LL vs. LR Parsing | Baeldung on Computer Science

1. Introduction

In this tutorial, we’ll discuss the differences between the two types of parsers that have seen wide adoption in industry and academia – LL parsers and LR parsers. We’ll contrast them using grammar theory for a deeper understanding.

2. Overview of Compilation Process

Both kinds of parsers fit into the syntax analysis phase of the compilation process. A compiler processes source code through a number of layers of abstraction, each with different inputs and outputs. The final output at the end of this pipeline is well-optimized machine code, targeted towards the architecture of the machine on which the compiler executed. As such, a parser must be both efficient in terms of runtime and powerful enough to handle the grammar in which the original source code was written.

In the classical formulation below, the lexical analyzer outputs a stream of tokens, and the syntax analyzer, of which the parser is a key component, generates a parse tree. How the parser is implemented, how the parse tree is constructed and the kind of grammars it can handle characterizes the fundamental differences between LL and LR:

3. Comparison

3.1. Parse Tree Construction

LL parsing adheres to the top-down paradigm. In other words, the parse tree is constructed starting from the root, and each node is constructed in a pre-order pattern. It can be seen as the problem of finding a suitable leftmost derivation for the input string. For example, if our production rules are $\{S \rightarrow SS, S \rightarrow a\}$ and our desired string of terminal symbols is $aaaa$ , then one possible leftmost derivation is $S => \mathbf{S}S => \mathbf{S}SSS => a\mathbf{S}SS \stackrel{*}{=}> aaaa$ .

At each step of a top-down parse, the parser determines the production rule to be applied for a given non-terminal grammar symbol $X$ . Once a production rule is chosen, it then matches terminal symbols in the body of the production rule with the input string. A grammar is then designated as $LL(k)$ if the correct production rule can be chosen by looking $k$ symbols ahead in the input. A typical value of $k$ is $1$ .

In contrast, LR parsing adheres to the bottom-up paradigm. The parse tree for an input string is constructed starting from the leaves and parsing continues upwards till it reaches the root. The goal is to reduce the input string to the start symbol $S$ of the grammar or to construct a rightmost derivation in reverse.

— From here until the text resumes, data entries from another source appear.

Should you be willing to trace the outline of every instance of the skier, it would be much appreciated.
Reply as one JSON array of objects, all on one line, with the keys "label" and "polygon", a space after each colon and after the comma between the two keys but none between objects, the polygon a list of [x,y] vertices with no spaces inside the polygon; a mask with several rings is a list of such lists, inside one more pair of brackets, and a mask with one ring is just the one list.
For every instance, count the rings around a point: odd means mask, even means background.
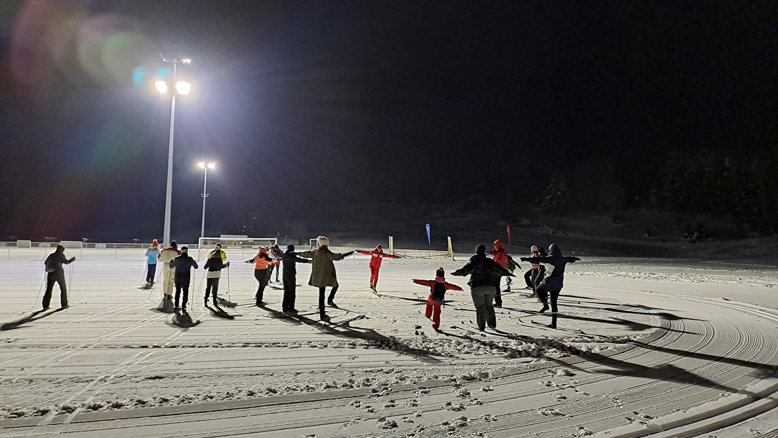
[{"label": "skier", "polygon": [[[189,256],[189,248],[181,246],[181,255],[173,259],[173,261],[170,262],[170,267],[176,273],[176,306],[174,309],[176,310],[180,309],[186,312],[187,303],[189,302],[189,281],[191,279],[191,268],[198,268],[197,262]],[[182,289],[184,291],[184,301],[180,302],[181,306],[179,307],[179,298],[180,298]]]},{"label": "skier", "polygon": [[313,251],[303,251],[297,255],[306,259],[313,259],[313,264],[310,270],[310,279],[308,284],[319,288],[319,317],[322,320],[329,319],[324,312],[324,292],[327,286],[332,288],[330,291],[330,296],[327,300],[328,306],[337,308],[335,303],[335,292],[338,291],[338,277],[335,274],[335,265],[333,260],[342,260],[344,257],[348,257],[354,253],[349,251],[344,253],[333,253],[330,251],[330,240],[323,235],[316,238],[316,242],[319,247]]},{"label": "skier", "polygon": [[[499,267],[507,269],[508,272],[510,272],[511,274],[513,274],[513,270],[517,267],[517,264],[515,261],[513,261],[513,259],[505,252],[504,246],[503,245],[503,241],[499,238],[494,241],[494,249],[489,251],[489,255],[492,256],[492,258],[494,259],[494,261],[497,262]],[[508,269],[509,266],[510,266],[510,269]],[[503,296],[499,287],[500,282],[501,278],[498,277],[496,284],[497,290],[494,295],[495,307],[503,307]],[[506,281],[506,291],[510,291],[510,283],[511,280],[509,277]]]},{"label": "skier", "polygon": [[254,295],[254,298],[257,300],[256,306],[258,307],[267,304],[262,301],[262,298],[265,294],[265,288],[268,285],[268,280],[270,279],[270,273],[268,272],[268,266],[269,266],[270,263],[273,260],[268,256],[268,249],[260,246],[259,252],[257,253],[257,255],[254,256],[253,259],[250,259],[244,262],[247,263],[254,263],[254,277],[259,282],[259,286],[257,288],[257,293]]},{"label": "skier", "polygon": [[51,302],[51,292],[54,291],[54,284],[59,284],[59,306],[62,309],[70,307],[68,306],[68,288],[65,284],[65,268],[63,264],[68,265],[75,260],[75,257],[68,259],[65,256],[65,246],[57,245],[57,249],[46,257],[44,266],[46,269],[46,293],[44,294],[44,310],[49,308]]},{"label": "skier", "polygon": [[548,295],[551,294],[551,323],[550,328],[556,328],[556,313],[559,311],[556,307],[556,300],[559,298],[559,292],[562,291],[562,283],[565,279],[565,265],[575,263],[580,260],[578,257],[571,256],[562,256],[562,250],[555,243],[552,243],[548,246],[549,255],[535,257],[521,257],[521,260],[531,263],[548,263],[554,267],[553,271],[548,277],[543,279],[543,281],[537,288],[538,298],[543,303],[543,308],[540,309],[542,313],[548,309]]},{"label": "skier", "polygon": [[500,277],[514,277],[513,274],[499,266],[497,262],[486,257],[486,246],[479,244],[475,247],[475,255],[470,258],[468,264],[451,273],[452,275],[464,277],[470,275],[470,295],[475,306],[475,316],[478,329],[483,331],[489,325],[497,327],[497,318],[494,314],[492,300],[495,295],[495,283]]},{"label": "skier", "polygon": [[278,243],[274,243],[273,246],[270,249],[270,256],[273,258],[273,260],[270,263],[270,273],[268,274],[268,278],[269,279],[273,276],[273,268],[275,269],[275,282],[279,282],[279,271],[281,270],[281,258],[283,256],[284,252],[279,248]]},{"label": "skier", "polygon": [[149,263],[146,270],[146,284],[144,288],[149,289],[154,285],[154,275],[156,274],[156,257],[159,255],[159,242],[155,238],[151,246],[146,249],[145,256]]},{"label": "skier", "polygon": [[373,289],[373,291],[376,291],[376,287],[378,286],[378,271],[381,269],[381,262],[384,261],[384,257],[399,259],[400,256],[384,253],[384,248],[380,245],[377,245],[376,249],[372,251],[359,250],[357,253],[370,256],[370,288]]},{"label": "skier", "polygon": [[221,253],[222,262],[223,263],[226,263],[226,261],[227,261],[227,254],[223,250],[222,250],[222,244],[221,243],[217,243],[217,244],[216,244],[216,245],[213,245],[213,249],[211,249],[208,253],[208,258],[210,259],[212,256],[213,256],[213,255],[216,253]]},{"label": "skier", "polygon": [[281,305],[281,311],[285,313],[296,313],[294,301],[297,290],[297,267],[296,263],[310,263],[311,260],[303,259],[294,252],[294,245],[286,246],[286,252],[282,256],[284,273],[282,278],[284,281],[284,301]]},{"label": "skier", "polygon": [[[533,245],[530,248],[530,257],[540,257],[541,253],[538,249],[537,245]],[[545,267],[538,263],[530,263],[530,269],[524,273],[524,283],[527,283],[525,289],[532,289],[532,295],[534,295],[538,284],[543,281],[545,276]]]},{"label": "skier", "polygon": [[164,263],[162,265],[162,291],[165,294],[163,307],[168,308],[168,309],[170,309],[170,307],[172,307],[169,306],[169,305],[173,304],[173,286],[175,283],[176,277],[176,270],[170,267],[170,262],[180,255],[181,253],[178,250],[178,244],[176,243],[176,241],[171,240],[170,245],[160,251],[159,255],[156,256],[157,260],[162,260]]},{"label": "skier", "polygon": [[[220,253],[223,252],[220,251]],[[208,307],[208,297],[211,295],[212,290],[213,291],[213,305],[218,306],[216,292],[219,291],[219,279],[222,277],[222,270],[230,267],[230,262],[225,263],[222,260],[222,255],[214,251],[212,252],[211,258],[205,262],[202,267],[208,270],[208,274],[205,275],[205,307]]]},{"label": "skier", "polygon": [[433,320],[433,329],[438,331],[440,329],[440,306],[446,302],[446,291],[461,291],[456,284],[446,281],[446,271],[439,267],[435,271],[435,280],[413,280],[416,284],[429,287],[429,297],[427,298],[427,309],[424,316]]}]

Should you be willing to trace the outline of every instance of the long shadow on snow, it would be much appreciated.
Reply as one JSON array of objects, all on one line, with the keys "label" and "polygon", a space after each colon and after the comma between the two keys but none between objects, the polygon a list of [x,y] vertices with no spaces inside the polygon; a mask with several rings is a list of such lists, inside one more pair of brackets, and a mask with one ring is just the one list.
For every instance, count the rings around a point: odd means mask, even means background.
[{"label": "long shadow on snow", "polygon": [[384,336],[373,329],[360,329],[364,331],[358,331],[349,327],[349,323],[350,323],[350,321],[345,323],[338,324],[337,323],[331,322],[325,323],[300,315],[290,316],[289,318],[297,320],[307,326],[310,326],[333,336],[337,336],[338,337],[349,337],[352,339],[364,339],[366,341],[375,341],[381,344],[377,346],[381,349],[393,350],[401,353],[415,355],[419,360],[426,362],[441,362],[440,359],[429,355],[429,353],[425,350],[409,347],[403,344],[398,339]]},{"label": "long shadow on snow", "polygon": [[61,312],[62,310],[65,310],[64,307],[61,307],[59,309],[55,309],[49,312],[48,313],[44,313],[44,312],[46,312],[46,310],[43,310],[43,309],[41,309],[41,310],[36,310],[35,312],[33,312],[30,315],[27,315],[26,316],[25,316],[25,317],[23,317],[23,318],[22,318],[20,320],[17,320],[16,321],[12,321],[10,323],[5,323],[2,326],[0,326],[0,331],[4,331],[4,330],[6,330],[17,329],[17,328],[22,327],[23,325],[24,325],[24,324],[26,324],[27,323],[31,323],[33,321],[37,321],[37,320],[40,320],[42,318],[45,318],[46,316],[48,316],[49,315],[53,315],[53,314],[56,313],[57,312]]}]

The parsing process consists of a series of shift and reduce-actions until we approach the start symbol. At each step, the specific substring matching the production rule body is replaced by the corresponding non-terminal symbol. Such a substring is called a handle. For e.g., given a set of production rules $\{E \rightarrow T, T \rightarrow F, T \rightarrow T * F, F \rightarrow id\}$ which represents a simple mathematical expression and the input string $id * id$ , we’d move in reverse – $\mathbf{id} * id => \mathbf{F} * id => T * \mathbf{id} => T * F => E$ . Note that $E$ is the start symbol in this case. Similar to the $LL(k)$ designation, we denote a grammar as $LR(k)$ if we can read the input by $k$ symbols ahead.

3.2. Accepted Grammars

There are certain rules for grammar to be designated as $LL$ or $LR$ . There cannot be any conflicts during the parsing process, because this would mean that the grammar is not suitable for the given parser. One example is that of a shift-reduce conflict in $LR$ parsers, where at some step, the parser cannot decisively choose between a shift and a reduce-action.

A grammar is $LL(1)$ if and only if whenever a production rule $A \rightarrow \alpha|\beta$ exists, where $\alpha$ and $\beta$ are non-terminal symbols, the following holds -:

For no terminal symbol $a$ do $\alpha$ and $\beta$ derive strings beginning with $a$ .
At most one of the two non-terminals can derive the null symbol.
If $\beta$ derives the null symbol, then $\alpha$ cannot derive any string beginning with a terminal in the $FOLLOW$ set of $A$ .

The first two conditions can be summarized as $FIRST(\alpha) \cap FIRST(\beta) = \phi$ . The last condition can be summarized as $FIRST(\alpha) \cap FOLLOW(A) = \phi$ , where $FIRST$ and $FOLLOW$ are defined in the usual way. Correspondingly, these rules can be generalized for $LL(k)$ grammars with any positive integer $k$ .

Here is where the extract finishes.